REVIEW: KENDRICK LAMAR - DAMN.
As one of the most devout Christians in the rap game, it is perhaps fitting that Kendrick Lamar has achieved an almost godlike status within the culture. He has solidified himself at a level untouched by his contemporaries, consistently achieving commercial, artistic and critical success whilst educating the masses and challenging preconceptions. However, with this level of acclaim and loyalty to faith comes a burden that manifests itself in the self-doubt, condemnation and pessimism at the core of DAMN.
The personal and political aspects of Kendrick's music have been present from the very beginning of his output, but DAMN. provides a middle ground between 2012's Good Kid, m.A.A.D city and 2015's To Pimp A Butterfly; containing some of Kendrick's most personal and emotional music yet, while simultaneously commenting upon the state of society and morality. DAMN. is an album of consequence and internal conflict, seeking to tackle huge concepts as evidenced through its track titles. Across this record Kendrick intends to teach us about the fragmentation inherent within our humanity and present his personal meditations upon behaviour and what makes a person who they are.
Across this album Kendrick showcases that his morals and faith, usually the foundations of his work and philosophy, are shaken. As a result, a pessimistic view of human nature and motivation is pervasive across the project. Kendrick attempts to analyse this by presenting the conflict between our inherent desires and moral expectation within the album sequencing itself, coupling tracks together to reflect this duality within life .i.e. LUST/LOVE or perhaps most interestingly FEAR/GOD. This fear of God is a significant theme throughout the album. DAMN. acknowledges not only the positive potential of faith within the world but also adopts an Old Testament awareness of the tribulations, punishment and destruction God is capable of manifesting at any given moment. Kendrick is no longer concerned with preaching the gospel but rather God's judgement and our collective failings, instead utilising fear itself as a means of educating his listeners away from ungodliness. As illustrated through its title, DAMN. is concerned with society’s damnation and the burden of the prophet.
This burden is on full display through Kendrick’s own internal conflict and vulnerability. Across the album Kendrick reveals himself to be deeply conflicted, unhappy with the world and unsure of himself, his fame, his influence. The album fittingly concludes with the couplet of GOD and DUCKWORTH, representing the two patriarchs in Kendrick's life, to which he has an eternal duty: The Holy Father and his own familial legacy through his father’s name. The weight of this dual duty is perhaps most clear in FEAR where Kendrick draws parallels between himself and the biblical tale of Job. Throughout the album he portrays his duty to society and the burden it brings is as a test from God himself, questioning if the faith he's been armed with is adequate enough to save him. Whereas on good kid m.A.A.D city, Lamar paints rap and music as a means of salvation an escape from transgression, DAMN. questions that perhaps his new status within culture and his duty to God is the very thing that's killing him. Just as he notes on FEEL: "I feel like the whole world want me to pray for 'em, But who the fuck prayin' for me?"

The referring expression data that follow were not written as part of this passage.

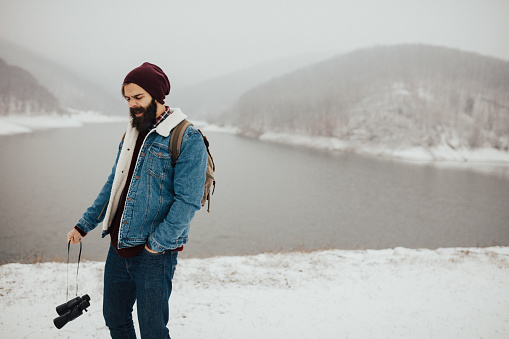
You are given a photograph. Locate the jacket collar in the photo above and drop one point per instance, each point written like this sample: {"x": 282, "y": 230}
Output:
{"x": 165, "y": 127}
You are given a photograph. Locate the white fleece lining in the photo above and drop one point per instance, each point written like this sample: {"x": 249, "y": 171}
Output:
{"x": 126, "y": 155}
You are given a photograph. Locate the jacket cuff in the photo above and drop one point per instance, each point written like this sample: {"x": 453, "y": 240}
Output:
{"x": 83, "y": 233}
{"x": 84, "y": 225}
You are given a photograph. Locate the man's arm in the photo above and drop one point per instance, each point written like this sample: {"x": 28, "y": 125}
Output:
{"x": 189, "y": 181}
{"x": 95, "y": 213}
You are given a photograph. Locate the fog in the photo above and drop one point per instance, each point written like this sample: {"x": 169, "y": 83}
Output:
{"x": 198, "y": 40}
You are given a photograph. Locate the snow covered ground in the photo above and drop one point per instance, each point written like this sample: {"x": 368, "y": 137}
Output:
{"x": 392, "y": 293}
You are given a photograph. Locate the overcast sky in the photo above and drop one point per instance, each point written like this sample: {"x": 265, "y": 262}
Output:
{"x": 194, "y": 40}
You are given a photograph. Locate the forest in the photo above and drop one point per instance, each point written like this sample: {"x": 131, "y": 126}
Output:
{"x": 398, "y": 96}
{"x": 20, "y": 93}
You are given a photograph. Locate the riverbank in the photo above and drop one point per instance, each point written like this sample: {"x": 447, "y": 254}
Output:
{"x": 392, "y": 293}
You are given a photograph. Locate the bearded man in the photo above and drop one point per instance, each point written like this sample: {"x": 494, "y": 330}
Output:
{"x": 146, "y": 207}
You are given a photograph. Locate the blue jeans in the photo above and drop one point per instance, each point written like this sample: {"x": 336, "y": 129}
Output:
{"x": 146, "y": 279}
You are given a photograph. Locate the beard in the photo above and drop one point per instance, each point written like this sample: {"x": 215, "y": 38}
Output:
{"x": 146, "y": 121}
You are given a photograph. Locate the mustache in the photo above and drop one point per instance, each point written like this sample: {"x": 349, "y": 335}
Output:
{"x": 135, "y": 110}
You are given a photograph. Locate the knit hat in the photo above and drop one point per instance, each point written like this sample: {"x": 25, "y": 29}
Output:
{"x": 152, "y": 79}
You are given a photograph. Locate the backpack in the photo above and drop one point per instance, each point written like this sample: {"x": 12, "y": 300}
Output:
{"x": 176, "y": 142}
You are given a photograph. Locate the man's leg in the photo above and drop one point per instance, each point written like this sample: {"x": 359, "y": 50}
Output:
{"x": 119, "y": 297}
{"x": 153, "y": 274}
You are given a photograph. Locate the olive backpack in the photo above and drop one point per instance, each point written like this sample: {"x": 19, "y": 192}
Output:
{"x": 175, "y": 143}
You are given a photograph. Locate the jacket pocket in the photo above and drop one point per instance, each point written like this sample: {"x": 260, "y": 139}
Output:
{"x": 159, "y": 161}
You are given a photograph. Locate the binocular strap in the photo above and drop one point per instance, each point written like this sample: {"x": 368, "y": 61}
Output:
{"x": 77, "y": 270}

Lyrically and conceptually Kendrick delivers yet another album at the cutting edge of Hip-Hop and modern day poetry in general. However, what is perhaps most impressive is the manner in which Kendrick is able to consistently reinvent himself with every album. DAMN. brings an entirely new sound to Kendrick's catalogue, deliberately fragmented and disorienting yet impressively sonically cohesive, DAMN. fuses a variety of disparate styles, collaborations and genres into a fluid listening experience that is able to complement and support its chaotic, layered, and deeply conflicted subject.
Unlike Kendrick's previous work, DAMN. is not as concrete in its message. Lamar’s display of introspection encourages his audience to reflect upon their past failures, the consequence of our actions and the contradictions inherent within life itself and to draw their own conclusions. He's urging us to grapple with DAMN., in the same existential way that he has. DAMN. focuses upon our development, our actions and our convictions. It does not dictate right or wrong, lecture or outline the world’s injustices, it asks the lister instead to question their own injustices and morals, their vices and desires and makes the case to act morally, regardless of the circumstances or personal burden.